According to Table 3, the eigenvalues of group 5 presented the largest distance (0.4283), which occurred between points (B) and (C). Therefore, the eigenvalues of this group with the original droop value (−2.2147 ± j0.5018) represent the frequency regulation mode selected for controllability analysis, which will be done in step (II).

5.2.2. Step (II): Controllability Analysis of Selected Mode

Table 4. Controllability analysis of the eigenvalues of the mode selected in step (I).

Eigenvalues −2.2147 ± j0.5018 Controllability
Input Signals	Index
Tm_wind	0.000638
Tm(3)	0.000474
Tm(2)	0.000307

shows the controllability and analysis for the eigenvalues of the mode selected in step (I).

Table 4 shows that the mechanical torque of the wind turbine (Tm_wind) has the highest controllability index (0.000638), so the wind farm is the most controllable and the analysis indicates that the BESS can be more efficient in the reduction of frequency nadir when connected to the bus of this generation unit.

5.2.3. Validation of Results through Nonlinear Simulations

For the analysis of nonlinear simulations of EPS using Simulink, the same disturbances cases 1 and two applied for the allocation of the first BESS in the system were applied here. In the identification of the best bus for the connection of the second BESS in the system, the frequency of COI and average frequency are verified.

(a)

Case 1: Addition of 200 MW in load bus 7, at the instant of 1 s

Figure 18 shows the behavior of the frequency of COI and average frequency in the first instants after the application of the disturbance, for tests with two batteries in the EPS.

In Figure 18a, the frequency of COI indicated that all tests showed similar results for frequency sag in the first oscillation.

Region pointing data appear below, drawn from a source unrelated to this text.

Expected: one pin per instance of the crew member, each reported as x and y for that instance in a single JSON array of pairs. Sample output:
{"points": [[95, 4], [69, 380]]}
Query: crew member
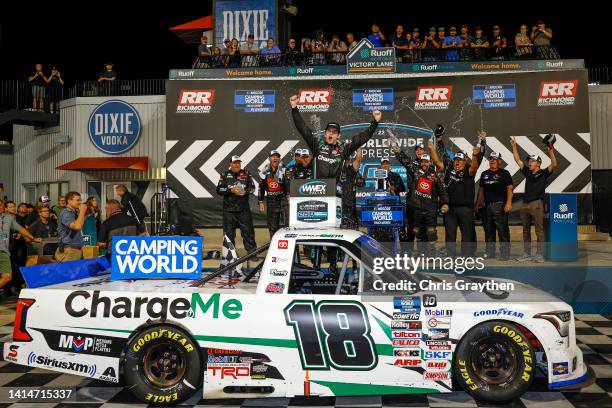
{"points": [[459, 182], [272, 188], [532, 207], [426, 194], [329, 153], [236, 185], [412, 166], [495, 191]]}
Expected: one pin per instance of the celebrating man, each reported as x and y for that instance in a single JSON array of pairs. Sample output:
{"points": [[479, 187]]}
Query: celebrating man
{"points": [[532, 208]]}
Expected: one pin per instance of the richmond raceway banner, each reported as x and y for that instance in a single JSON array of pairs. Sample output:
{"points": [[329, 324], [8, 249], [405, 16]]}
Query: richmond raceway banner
{"points": [[208, 121]]}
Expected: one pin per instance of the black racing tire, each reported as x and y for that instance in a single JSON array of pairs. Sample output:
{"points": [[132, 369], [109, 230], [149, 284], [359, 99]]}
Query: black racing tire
{"points": [[163, 365], [494, 362]]}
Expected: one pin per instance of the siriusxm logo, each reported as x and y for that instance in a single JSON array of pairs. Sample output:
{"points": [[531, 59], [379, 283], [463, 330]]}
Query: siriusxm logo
{"points": [[314, 187]]}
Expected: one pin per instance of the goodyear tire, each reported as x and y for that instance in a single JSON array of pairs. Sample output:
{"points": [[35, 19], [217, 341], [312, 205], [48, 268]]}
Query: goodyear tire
{"points": [[163, 365], [494, 362]]}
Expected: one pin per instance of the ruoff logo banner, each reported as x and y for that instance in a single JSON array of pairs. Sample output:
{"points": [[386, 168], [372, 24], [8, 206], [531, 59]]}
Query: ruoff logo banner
{"points": [[156, 257]]}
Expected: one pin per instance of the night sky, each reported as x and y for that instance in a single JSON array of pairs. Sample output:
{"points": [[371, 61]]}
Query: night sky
{"points": [[138, 41]]}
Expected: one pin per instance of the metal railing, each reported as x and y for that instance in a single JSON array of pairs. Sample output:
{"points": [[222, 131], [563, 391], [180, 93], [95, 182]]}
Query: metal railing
{"points": [[134, 87], [600, 75], [415, 55]]}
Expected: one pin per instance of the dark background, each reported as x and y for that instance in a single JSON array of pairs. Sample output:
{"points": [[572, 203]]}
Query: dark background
{"points": [[80, 37]]}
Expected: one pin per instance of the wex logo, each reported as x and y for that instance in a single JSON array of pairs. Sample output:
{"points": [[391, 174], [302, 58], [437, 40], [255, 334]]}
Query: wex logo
{"points": [[77, 343], [315, 187], [557, 93], [314, 100], [563, 215], [195, 101], [156, 257], [433, 97], [114, 127]]}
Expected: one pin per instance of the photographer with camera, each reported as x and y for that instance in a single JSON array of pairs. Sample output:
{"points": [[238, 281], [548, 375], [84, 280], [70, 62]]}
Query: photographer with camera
{"points": [[532, 208], [69, 226], [8, 224], [236, 185]]}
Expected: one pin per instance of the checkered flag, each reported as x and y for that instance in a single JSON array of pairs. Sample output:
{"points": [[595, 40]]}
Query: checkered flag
{"points": [[229, 255]]}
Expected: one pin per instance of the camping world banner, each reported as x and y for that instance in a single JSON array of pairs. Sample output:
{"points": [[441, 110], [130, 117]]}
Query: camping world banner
{"points": [[208, 121]]}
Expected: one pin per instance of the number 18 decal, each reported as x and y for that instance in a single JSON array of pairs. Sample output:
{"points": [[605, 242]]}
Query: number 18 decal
{"points": [[332, 333]]}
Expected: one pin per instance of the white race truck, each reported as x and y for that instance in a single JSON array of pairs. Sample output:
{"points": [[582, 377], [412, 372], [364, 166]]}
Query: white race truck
{"points": [[299, 331]]}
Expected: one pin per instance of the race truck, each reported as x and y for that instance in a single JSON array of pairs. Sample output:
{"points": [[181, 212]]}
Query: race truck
{"points": [[293, 328]]}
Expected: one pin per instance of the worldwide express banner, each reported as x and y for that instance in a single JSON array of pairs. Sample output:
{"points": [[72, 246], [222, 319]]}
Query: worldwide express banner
{"points": [[208, 121]]}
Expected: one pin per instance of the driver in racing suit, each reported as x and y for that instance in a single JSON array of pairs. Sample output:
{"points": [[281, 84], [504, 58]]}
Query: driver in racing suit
{"points": [[426, 193]]}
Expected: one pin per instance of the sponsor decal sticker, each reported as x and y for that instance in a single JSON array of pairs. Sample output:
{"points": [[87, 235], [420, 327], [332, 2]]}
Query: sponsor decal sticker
{"points": [[561, 368], [253, 101], [82, 303], [557, 93], [314, 100], [495, 96], [436, 376], [276, 287], [195, 101], [499, 312], [373, 99], [433, 97]]}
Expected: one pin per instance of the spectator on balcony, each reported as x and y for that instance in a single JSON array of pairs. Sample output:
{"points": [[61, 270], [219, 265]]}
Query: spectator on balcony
{"points": [[399, 41], [430, 45], [466, 40], [541, 36], [376, 37], [524, 47], [44, 226], [292, 54], [498, 43], [350, 40], [452, 44], [319, 47], [232, 54], [271, 53], [478, 44], [55, 85], [107, 79], [204, 48], [337, 49], [38, 80], [414, 45], [249, 51]]}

However, in Figure 18b, the average frequency shows that lowest frequency nadir occurs when the BESS are connected to the buses 1 and 3 or the buses 1 and 4. In this case, the difference among the tests is very small because with two BESS connected in the system the assistance of the batteries in the reduction of frequency nadir is closed to the saturation.

(b)

Case 2: Addition of 200 MW in load bus 9, at the instant of 1 s

Figure 19 shows the behavior of the frequency of COI and average frequency in the first instants after the application of the disturbance, for tests with two batteries in the EPS.

In Figure 19, the frequency of COI and average frequency shown that the nadir from BESS in bus 4 is similar to the bus 3. This difference is not significant showing the approach can help to identify the best point of connection.

6. Conclusions

In this work, the application of a generic BESS model was analyzed in a test system with the participation of wind generation to verify the performance of the storage device in the assistance of inertial response and frequency control in energy systems. The main contribution of the paper is a systematic procedure to identify the best point of connection for a BESS based on the controllability of frequency regulation mode, through small-signal stability analysis steps. The controllability analysis with eigenvalues indicated that the best bus for the connection of one BESS in the system is bus 1 and, for the connection of two BESSs in the system, the best points of connection are buses 1 and 4. The nonlinear simulations showed coherence for most the results of the frequency nadir analysis, regarding the controllability analysis with eigenvalues for the BESS point of connection. Some suggestions for future work are: explore other store technologies such as hybrid systems (combining BESS with other technologies) and new control schemes and methods to coordinate control of all these different devices.